Inside the house life goes on, the grandmother setting the table, the granddaughter upstairs listening to music. I said this already, I know. And the grandmother is worrying, wondering, where are they already? Where are they? The granddaughter of course, their daughter, is thinking about nothing. She's happy as she can be—though there's a question of how happy this is compared to the pleasures of other girls her own age—snapping her fingers, swinging her hips to the music, imagining a dance without costumes, without shame, the bump and push and bustle and the fancy steps of children at play, grown-ups to be, who have no cares, no worries like the grandmother down the stairs. So inside the house life goes on without much of a thought or an idea of what is going on outside in the driveway that could change, will change, does change everything for everyone.
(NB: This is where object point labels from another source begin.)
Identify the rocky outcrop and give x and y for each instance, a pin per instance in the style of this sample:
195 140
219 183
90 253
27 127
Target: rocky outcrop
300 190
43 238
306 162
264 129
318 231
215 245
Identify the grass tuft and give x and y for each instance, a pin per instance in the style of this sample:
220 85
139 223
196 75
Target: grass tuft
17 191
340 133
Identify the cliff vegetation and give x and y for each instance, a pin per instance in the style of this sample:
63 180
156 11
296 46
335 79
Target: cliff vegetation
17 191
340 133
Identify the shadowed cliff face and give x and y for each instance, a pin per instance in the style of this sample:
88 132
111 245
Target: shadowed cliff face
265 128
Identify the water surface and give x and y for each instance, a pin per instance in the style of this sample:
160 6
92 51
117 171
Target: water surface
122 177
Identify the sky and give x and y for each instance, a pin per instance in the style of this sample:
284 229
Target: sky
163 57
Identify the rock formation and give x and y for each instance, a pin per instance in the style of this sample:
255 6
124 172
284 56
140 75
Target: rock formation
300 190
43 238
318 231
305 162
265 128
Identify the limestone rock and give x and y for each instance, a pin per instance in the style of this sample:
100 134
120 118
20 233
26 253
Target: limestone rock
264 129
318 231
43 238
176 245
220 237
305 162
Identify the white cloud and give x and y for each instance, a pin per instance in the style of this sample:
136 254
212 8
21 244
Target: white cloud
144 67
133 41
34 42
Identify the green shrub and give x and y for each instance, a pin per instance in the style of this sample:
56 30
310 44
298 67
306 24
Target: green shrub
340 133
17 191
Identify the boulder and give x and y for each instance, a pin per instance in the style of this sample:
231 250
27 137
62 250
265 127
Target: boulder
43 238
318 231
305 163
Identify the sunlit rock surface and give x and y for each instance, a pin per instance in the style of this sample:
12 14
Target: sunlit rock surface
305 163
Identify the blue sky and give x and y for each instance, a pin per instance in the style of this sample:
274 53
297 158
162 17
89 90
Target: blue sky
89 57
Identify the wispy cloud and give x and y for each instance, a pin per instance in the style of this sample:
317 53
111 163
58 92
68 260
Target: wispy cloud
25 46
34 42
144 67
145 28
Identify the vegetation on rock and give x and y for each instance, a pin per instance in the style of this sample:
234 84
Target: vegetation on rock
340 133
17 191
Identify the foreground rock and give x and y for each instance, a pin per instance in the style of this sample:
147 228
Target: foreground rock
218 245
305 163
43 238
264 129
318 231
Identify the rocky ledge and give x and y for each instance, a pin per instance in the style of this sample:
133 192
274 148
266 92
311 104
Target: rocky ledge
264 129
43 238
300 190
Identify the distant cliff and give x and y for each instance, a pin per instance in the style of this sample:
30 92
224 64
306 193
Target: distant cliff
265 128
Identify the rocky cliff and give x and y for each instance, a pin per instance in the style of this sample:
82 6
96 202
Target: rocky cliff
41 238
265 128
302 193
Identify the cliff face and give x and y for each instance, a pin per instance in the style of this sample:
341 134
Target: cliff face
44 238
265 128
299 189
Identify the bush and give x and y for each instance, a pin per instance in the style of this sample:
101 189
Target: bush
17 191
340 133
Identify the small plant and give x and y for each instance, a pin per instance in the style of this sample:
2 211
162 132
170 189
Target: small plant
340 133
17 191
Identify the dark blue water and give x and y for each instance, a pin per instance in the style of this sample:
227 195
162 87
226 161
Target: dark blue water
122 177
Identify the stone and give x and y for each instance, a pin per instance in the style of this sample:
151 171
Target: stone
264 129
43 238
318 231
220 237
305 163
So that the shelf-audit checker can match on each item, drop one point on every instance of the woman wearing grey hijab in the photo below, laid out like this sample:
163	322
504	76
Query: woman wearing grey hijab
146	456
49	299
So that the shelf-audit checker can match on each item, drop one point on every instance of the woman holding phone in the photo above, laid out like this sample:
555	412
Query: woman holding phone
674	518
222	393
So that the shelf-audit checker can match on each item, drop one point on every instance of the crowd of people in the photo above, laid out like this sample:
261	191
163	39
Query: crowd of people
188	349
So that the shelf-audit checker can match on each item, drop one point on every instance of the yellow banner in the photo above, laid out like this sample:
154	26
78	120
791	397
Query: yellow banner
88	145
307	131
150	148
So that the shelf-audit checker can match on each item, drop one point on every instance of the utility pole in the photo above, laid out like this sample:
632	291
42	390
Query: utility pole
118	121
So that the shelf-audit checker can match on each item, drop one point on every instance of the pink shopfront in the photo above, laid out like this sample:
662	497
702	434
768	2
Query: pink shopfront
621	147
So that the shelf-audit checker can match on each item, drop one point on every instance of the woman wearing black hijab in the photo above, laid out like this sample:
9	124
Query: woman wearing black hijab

Outside the house in the car in the driveway my Manny and Maby are still talking.

“And this writing will help me, you think?”

“It would give you a way to focus your thoughts.”

“So it appears that's all I need. Just a class or two?”

“Are you still taking a mocking tone with me now, Maby?”

“Manny, would I do that? It's perfectly normal. Your wife gets arrested in a supermarket parking . . .”

“Pardon me, but you weren't arrested. They didn't press charges.”

“So what was I? You have the words. Was I detained?”

“That was more like what happened. Yes, detained.”

“Does that make a difference?”

“A single word can sometimes make a great difference, yes.”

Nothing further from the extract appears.